GSoC 2020: AcousticBrainz - New machine learning infrastructure
Name: Pantelis Tzamalis
IRC nick: jmp_music
Time Zone: UTC +3
This project proposes the development of a module that uses Machine Learning to classify correctly the audio-based relative data which is extracted from music tracks. Python’s related Machine Learning (ML) library, scikit-learn, is used for the training of the data and the predictions of the classification results.
AcousticBrainz is a project which aims to crowdsource acoustic information for all music in the world. This music information is available to the public and describes the acoustic characteristics of music and includes low-level spectral information and information for genres, moods, keys, scales and much more.
During that period of time, the platform uses the Essentia toolkit which is an Open-source library written in C++ that provides tools for audio and music analysis, description and synthesis. The audio-based music information (features) is retrieved by using this library and a custom library called gaia is created for the train, test, and evaluation of the Machine Learning model which handles the libsvm ML library. The ML process uses the SVM (Support Vector Machines) algorithm to classify each track instance. Despite its excellent performance, this custom implementation lacks availability for the extension with different ML algorithms and Deep Deep Learning.

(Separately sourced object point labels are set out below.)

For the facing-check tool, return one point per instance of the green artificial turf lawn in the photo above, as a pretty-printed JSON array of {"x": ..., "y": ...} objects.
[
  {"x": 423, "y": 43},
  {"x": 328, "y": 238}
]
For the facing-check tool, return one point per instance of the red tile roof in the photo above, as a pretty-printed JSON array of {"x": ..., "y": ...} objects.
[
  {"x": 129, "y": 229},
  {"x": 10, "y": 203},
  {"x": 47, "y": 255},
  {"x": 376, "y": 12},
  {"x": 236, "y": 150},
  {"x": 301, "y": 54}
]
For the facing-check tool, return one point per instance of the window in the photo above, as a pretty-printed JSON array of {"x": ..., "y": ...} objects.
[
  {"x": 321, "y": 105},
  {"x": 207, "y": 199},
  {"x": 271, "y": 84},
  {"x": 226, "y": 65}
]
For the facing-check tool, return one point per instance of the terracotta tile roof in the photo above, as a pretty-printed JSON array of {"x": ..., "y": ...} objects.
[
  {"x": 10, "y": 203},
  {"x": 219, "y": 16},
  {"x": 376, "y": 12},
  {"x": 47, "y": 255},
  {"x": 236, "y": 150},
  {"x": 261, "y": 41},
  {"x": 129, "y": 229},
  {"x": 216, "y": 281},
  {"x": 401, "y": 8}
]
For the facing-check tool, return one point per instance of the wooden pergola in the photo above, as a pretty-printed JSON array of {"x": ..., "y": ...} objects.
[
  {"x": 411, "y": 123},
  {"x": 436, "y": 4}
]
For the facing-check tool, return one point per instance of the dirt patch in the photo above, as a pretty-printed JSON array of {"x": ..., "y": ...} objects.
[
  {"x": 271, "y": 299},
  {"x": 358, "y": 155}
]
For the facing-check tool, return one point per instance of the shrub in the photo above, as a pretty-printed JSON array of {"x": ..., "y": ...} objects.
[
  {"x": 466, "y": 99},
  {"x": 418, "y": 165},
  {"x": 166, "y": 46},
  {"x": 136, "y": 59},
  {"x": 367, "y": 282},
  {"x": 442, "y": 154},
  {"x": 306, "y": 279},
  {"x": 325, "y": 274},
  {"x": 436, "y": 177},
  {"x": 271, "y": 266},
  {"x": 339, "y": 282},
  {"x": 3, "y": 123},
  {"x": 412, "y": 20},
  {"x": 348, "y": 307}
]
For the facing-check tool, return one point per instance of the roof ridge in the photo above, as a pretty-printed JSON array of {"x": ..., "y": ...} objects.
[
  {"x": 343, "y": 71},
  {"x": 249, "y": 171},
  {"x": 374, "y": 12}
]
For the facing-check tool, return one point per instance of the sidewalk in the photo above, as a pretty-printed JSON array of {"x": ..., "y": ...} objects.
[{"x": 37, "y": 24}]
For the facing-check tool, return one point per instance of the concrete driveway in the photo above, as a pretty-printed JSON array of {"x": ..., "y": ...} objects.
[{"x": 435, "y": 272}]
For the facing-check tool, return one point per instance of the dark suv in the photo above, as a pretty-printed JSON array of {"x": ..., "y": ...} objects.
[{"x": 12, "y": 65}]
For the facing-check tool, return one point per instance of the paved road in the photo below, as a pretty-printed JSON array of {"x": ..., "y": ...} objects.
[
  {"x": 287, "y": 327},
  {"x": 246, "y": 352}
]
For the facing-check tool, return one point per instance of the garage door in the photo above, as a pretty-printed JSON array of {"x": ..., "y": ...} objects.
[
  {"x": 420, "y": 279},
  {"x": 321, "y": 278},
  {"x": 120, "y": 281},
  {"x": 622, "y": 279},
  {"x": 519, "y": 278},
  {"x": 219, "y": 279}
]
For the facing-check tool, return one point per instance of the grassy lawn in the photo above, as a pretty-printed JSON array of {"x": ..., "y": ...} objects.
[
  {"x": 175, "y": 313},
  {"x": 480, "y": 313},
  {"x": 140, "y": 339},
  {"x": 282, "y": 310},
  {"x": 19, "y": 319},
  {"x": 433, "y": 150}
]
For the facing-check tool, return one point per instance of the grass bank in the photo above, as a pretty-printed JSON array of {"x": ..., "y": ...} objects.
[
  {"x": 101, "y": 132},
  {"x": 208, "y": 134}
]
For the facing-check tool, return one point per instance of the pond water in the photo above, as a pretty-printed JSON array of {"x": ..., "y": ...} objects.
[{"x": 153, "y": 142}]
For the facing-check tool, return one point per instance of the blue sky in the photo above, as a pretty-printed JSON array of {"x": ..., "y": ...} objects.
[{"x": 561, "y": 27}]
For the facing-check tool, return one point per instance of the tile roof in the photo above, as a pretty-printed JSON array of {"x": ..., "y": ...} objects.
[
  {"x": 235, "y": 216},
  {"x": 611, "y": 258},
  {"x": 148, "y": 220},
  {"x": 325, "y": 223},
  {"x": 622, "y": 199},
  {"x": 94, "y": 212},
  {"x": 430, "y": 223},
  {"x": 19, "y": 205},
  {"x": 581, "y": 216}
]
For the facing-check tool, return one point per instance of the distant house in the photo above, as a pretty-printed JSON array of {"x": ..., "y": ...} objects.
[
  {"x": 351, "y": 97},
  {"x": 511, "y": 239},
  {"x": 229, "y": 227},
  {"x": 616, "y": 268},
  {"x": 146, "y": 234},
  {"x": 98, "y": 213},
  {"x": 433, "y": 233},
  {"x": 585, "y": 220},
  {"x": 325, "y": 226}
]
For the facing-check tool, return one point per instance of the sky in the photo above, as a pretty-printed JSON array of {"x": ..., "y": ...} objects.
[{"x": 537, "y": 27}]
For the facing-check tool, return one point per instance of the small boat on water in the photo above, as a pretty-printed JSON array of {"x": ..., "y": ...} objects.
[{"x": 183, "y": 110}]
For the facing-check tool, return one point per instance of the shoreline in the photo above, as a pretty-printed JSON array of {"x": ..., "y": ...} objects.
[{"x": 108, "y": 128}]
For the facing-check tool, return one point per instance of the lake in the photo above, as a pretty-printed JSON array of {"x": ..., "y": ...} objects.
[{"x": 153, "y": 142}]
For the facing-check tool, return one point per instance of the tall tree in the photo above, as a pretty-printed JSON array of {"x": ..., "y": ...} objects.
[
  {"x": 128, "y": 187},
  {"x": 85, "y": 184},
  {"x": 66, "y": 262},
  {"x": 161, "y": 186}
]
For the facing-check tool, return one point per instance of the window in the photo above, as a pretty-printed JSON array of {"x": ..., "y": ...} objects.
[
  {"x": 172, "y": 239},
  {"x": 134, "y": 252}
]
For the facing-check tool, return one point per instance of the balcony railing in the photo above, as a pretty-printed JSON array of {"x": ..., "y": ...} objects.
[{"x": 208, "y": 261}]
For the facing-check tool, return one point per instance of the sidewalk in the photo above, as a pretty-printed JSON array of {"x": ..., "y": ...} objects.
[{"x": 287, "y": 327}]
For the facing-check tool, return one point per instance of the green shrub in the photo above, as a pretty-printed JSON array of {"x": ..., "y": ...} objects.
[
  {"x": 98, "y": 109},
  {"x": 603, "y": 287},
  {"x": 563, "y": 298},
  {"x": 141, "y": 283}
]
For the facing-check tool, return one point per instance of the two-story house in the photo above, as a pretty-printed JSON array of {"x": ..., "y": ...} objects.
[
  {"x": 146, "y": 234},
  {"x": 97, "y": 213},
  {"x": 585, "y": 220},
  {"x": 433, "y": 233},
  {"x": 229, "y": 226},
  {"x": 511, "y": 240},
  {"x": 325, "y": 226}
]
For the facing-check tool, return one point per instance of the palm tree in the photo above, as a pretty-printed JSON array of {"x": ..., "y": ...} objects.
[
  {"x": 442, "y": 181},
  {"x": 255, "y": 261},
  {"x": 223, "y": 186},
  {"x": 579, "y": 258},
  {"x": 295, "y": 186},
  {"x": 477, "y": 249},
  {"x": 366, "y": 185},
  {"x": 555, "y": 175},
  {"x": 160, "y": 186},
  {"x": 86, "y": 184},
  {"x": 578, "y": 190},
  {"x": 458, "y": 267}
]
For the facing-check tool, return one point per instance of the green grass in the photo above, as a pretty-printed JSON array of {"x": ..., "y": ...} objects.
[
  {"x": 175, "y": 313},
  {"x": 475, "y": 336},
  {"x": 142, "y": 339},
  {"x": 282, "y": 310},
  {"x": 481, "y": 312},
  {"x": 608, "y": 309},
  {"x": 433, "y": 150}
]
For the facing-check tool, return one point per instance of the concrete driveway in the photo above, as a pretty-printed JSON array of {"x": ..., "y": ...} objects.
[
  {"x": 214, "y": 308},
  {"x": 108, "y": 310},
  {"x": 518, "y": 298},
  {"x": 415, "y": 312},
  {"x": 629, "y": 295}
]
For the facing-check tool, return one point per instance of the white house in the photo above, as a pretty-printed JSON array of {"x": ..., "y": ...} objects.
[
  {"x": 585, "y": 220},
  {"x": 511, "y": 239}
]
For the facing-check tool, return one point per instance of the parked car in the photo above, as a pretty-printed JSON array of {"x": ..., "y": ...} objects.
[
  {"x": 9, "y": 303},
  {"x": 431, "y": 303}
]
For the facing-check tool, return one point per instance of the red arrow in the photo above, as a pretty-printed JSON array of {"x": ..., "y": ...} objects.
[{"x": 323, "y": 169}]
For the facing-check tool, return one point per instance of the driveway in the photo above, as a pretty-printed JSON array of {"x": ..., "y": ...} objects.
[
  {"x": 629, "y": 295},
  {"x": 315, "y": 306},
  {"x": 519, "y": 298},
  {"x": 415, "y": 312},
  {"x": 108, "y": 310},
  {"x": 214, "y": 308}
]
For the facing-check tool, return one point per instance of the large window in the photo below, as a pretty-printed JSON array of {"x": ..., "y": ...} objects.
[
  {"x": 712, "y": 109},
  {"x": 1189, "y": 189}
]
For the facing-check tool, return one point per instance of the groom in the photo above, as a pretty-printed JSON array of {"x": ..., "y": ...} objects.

Contribution. This work replaces/reproduces the existing ML classification problem procedure that follows the gaia library with a new ML model infrastructure that uses the Python library, scikit-learn. This new infrastructure is built in high-level modeling, it reproduces classification process with the SVM model, and can be easily extended with other ML algorithms that can be then compared between each other or even combined (e.g. using a Voting classifier, Bagging Classifier).
Requirements and Specifications
A necessary process that comes with when building systems, modules, or tools is the definition of the requirements and specifications for the successful development of the proposed work. For the development of the specific sub-tool, several tools (external or internal) should be used.
To start with, the Python 3.7 programming language will be used for the development of the module which comes with the Anaconda Distribution. Many libraries (software packages) have been written until now in Python. These libraries are used in the development of various applications, as well as libraries that allow proper data processing, analysis, and visualization that need to be installed. Such libraries are the NumPy, SciPy, Pandas, for data manipulation, handling, and processing, and the Seaborn and Matplotlib for the raw data visualization. However, the core library that will be used for the ML modeling is the scikit-learn. The current version is 0.22.2 and includes many algorithmic models capable to solve many ML tasks both for classification and regression. It is a powerful ML library that can come up against multiclass classification problems too.
Moreover, the Jupyter Notebook will be used for the initial development steps, but the final module will be implemented in the scripting way that is compliant with the Organization’s premises, and of course in Object-Oriented Programming.
No data analysis module can be used and tested without the appropriate data. For the purpose of the project, the related data can be found via the AcousticBrainz’s publicly available Data API and can be accessed as pointed in AcousticBrainz Server Documentation. AcousticBrainz stores two levels of data, the low-level and the high-level, in JSON format. Python’s json library will be used to load and access the data for further manipulation. The low-level data includes acoustic descriptors which act as features inputs to the classifier. It is stable compared to the high-level data, which means that rarely change. The high-level data includes information about moods, genres, vocals and music types for each instance and is automatically inferred from low-level data by the pre-trained classifiers. In addition, the high-level data includes the MusicBrainz Identifiers (MBIDs) which provide a reliable and unambiguous form of music identification and play an important role when managing a digital music collection. They are commonly used to identify:
- the recording itself
- the release
- the label
- the track artist
- the release artist
Finally, the majority of Python’s libraries can be installed with pip which is a package management system used in the terminal to install and manage software packages written in Python. Many packages can be found in the default source for packages and their dependencies (Python Package Index). A Git repository will also be created for the needs of the project, for better handling of implementation progress versions, solving possible introduced issues, and helping project’s Google Mentors to have holistic supervision of the development procedure.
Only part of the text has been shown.